There has been a strong interest in the Skills USA Firefighter Competition Team that has been started this year. Currently there are 14 students that hold practice every Wednesday afternoon. Events that are practiced include: Turnout Gear Racing, Ladder Raise, Forcible Entry, Advancing charged and uncharged Hose Lines, Knots, Obstacle courses with backboards and Stokes Baskets and more… Each Competition Team member has a Resume, practices Interview Skills, and studies extra topics and detail in Fire Science. Two officers from the academy attended the Camp Dixie Fall Leadership Conference at the beginning of the school year so that they could lead and train the Skills USA Firefighter Competition Team. The State competition this year was held in late March and three of our recruits competed and did well. Captain Brandon Blackwelder placed 2nd, Battalion Chief Taylor Beverly placed 6th, and Captain Kyle Franklin placed 7th. Just recently we have learned that Captain Blackwelder will be representing North Carolina at the National Skills USA competition in Kansas City, Kansas in mid June.

The CHS Fire Academy Honor Guard and Officers attended the NC Association of Fire Chief’s Midwinter Conference February 2-6, 2011 that was held at the Embassy Suites Conference Center and Hotel in Concord, NC. The recruits were present as Chief Barlow presented a workshop about the program. The recruits manned a table display showcasing the High School Fire Academy Concept. The workshop was well attended. Mr. Steve Sloan of the Office of the State Fire Marshal’s Office announced to the workshop participants that this program is now being recognized as the model program in the state.

On April 12, 2011, Chief Barlow presented an overview of the CHS Fire Academy to the North Carolina Fire and Rescue Commission at their spring meeting. The Fire and Rescue Commission meets quarterly. The reason for the overview and update was to let the Commission know first hand what is happening with the program since there is so much interest statewide and beyond.

Other major events that the CHS Fire Academy has participated in this year include: Cabarrus County Fire and Life Safety Bowl and the Liberty Mutual Drunk Driving Awareness Crash Car event.
Upcoming events include: The 1st Annual CHS Fire Academy Awards Night, The 1st Annual Firemen’s Day & Muster, Honor Guard performances at the National Technical Honor Society Induction, Two different High School Graduation ceremonies, and the presentation of the colors at the International Association of Fire Chief’s Southeastern Conference in Montgomery, Alabama in mid June, and then the Skills USA National Competition. It has been a busy year so far.

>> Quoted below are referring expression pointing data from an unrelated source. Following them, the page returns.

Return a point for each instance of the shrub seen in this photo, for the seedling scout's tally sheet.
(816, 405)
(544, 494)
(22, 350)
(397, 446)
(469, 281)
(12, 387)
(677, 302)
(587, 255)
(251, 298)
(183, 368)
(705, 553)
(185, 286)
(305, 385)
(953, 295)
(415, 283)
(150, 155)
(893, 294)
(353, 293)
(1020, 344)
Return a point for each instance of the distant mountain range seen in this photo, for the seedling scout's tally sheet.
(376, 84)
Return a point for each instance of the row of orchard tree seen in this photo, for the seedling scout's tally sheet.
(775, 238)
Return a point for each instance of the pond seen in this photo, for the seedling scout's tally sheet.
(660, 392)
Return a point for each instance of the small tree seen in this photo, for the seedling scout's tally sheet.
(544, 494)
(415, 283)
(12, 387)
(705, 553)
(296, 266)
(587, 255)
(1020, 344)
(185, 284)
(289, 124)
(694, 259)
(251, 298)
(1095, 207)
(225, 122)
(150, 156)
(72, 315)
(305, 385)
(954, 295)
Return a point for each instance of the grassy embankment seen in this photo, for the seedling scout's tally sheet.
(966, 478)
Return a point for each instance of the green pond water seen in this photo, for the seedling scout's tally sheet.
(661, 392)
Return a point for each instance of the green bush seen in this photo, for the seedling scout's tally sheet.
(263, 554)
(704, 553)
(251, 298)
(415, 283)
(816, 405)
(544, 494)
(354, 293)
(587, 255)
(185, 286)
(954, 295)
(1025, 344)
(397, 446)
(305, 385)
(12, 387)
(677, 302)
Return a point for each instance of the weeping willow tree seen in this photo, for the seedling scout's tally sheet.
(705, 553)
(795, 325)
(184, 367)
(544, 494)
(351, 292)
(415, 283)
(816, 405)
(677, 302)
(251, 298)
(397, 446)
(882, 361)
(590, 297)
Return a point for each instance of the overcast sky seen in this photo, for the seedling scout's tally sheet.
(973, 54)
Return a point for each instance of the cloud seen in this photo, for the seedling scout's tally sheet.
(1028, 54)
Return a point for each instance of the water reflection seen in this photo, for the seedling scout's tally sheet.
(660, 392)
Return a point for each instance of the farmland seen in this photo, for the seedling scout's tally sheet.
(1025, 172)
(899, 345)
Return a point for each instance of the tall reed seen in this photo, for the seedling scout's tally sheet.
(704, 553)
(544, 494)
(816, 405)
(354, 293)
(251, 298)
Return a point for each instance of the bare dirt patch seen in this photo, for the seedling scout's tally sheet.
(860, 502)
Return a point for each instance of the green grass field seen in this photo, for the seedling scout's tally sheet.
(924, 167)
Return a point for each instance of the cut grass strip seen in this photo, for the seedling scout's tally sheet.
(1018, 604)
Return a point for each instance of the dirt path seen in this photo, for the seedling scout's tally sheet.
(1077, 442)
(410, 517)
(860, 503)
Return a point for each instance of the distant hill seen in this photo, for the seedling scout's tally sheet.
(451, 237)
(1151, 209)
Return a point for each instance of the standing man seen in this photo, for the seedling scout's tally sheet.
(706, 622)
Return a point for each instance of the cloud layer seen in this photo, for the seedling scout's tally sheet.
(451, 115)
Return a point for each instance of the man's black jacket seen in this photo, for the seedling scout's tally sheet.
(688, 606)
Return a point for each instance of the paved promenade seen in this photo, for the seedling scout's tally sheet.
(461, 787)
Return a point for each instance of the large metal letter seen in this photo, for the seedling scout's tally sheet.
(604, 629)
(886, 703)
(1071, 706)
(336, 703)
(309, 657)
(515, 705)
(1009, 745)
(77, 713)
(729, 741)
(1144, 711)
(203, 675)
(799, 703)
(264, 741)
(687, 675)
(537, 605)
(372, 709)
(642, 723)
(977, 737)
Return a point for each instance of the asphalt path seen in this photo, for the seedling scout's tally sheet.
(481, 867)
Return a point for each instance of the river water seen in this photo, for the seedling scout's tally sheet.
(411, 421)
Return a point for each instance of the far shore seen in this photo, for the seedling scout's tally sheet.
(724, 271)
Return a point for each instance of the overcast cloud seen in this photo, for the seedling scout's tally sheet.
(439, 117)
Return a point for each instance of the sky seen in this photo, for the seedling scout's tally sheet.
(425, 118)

As you prepare to leave the Fire Academy, the Battalion Chief asks if you have time to look over their pride and joy – “The Black Widow”? This is their 1973 American LaFrance Fire Apparatus that is named for the school mascot – The Spiders. The truck is on lease from the Concord Department of Fire and Life Safety for the recruits to use and maintain as their Training Truck and is their source of much pride. Since you do not have time to check it out on this visit, maybe you can return soon and really get a more detailed overview of how this equipment fits in to our overall Fire Academy experience.

Chief – Can I get a Hoorah? Recruits – “HooRah!”

Chief “Whooo?” Battalion Drill Commander “Who Are WE?”
Recruits shout “CHS Fire Academy CTE – Sir!”.

Chief David Barlow was hired as the Chief Instructor for this program after a 33 year career as a High School Science Teacher. His last 20 years of teaching was at Mooresville High School where he retired in June of 2008. After retirement, starting inside of Shenandoah National Park he backpacked the entire length of the Original Blue Ridge Parkway to the Great Smoky Mountains National Park. He has come out of retirement to serve as the Chief of the Concord High School Fire Academy. Chief Barlow is an OSFM Level II Instructor, Emergency Medical Technician, Fire Officer Level III, Technical Rescue Specialist, Haz Mat Technician, and a graduate of the NC Association of Fire Chief’s Executive Development Program. He has also attended the NASA DART Advanced Structural Collapse USAR School at NASA’s Ames Research Center in Mountain View, California. His current and active career as a volunteer firefighter spans more than 32 years.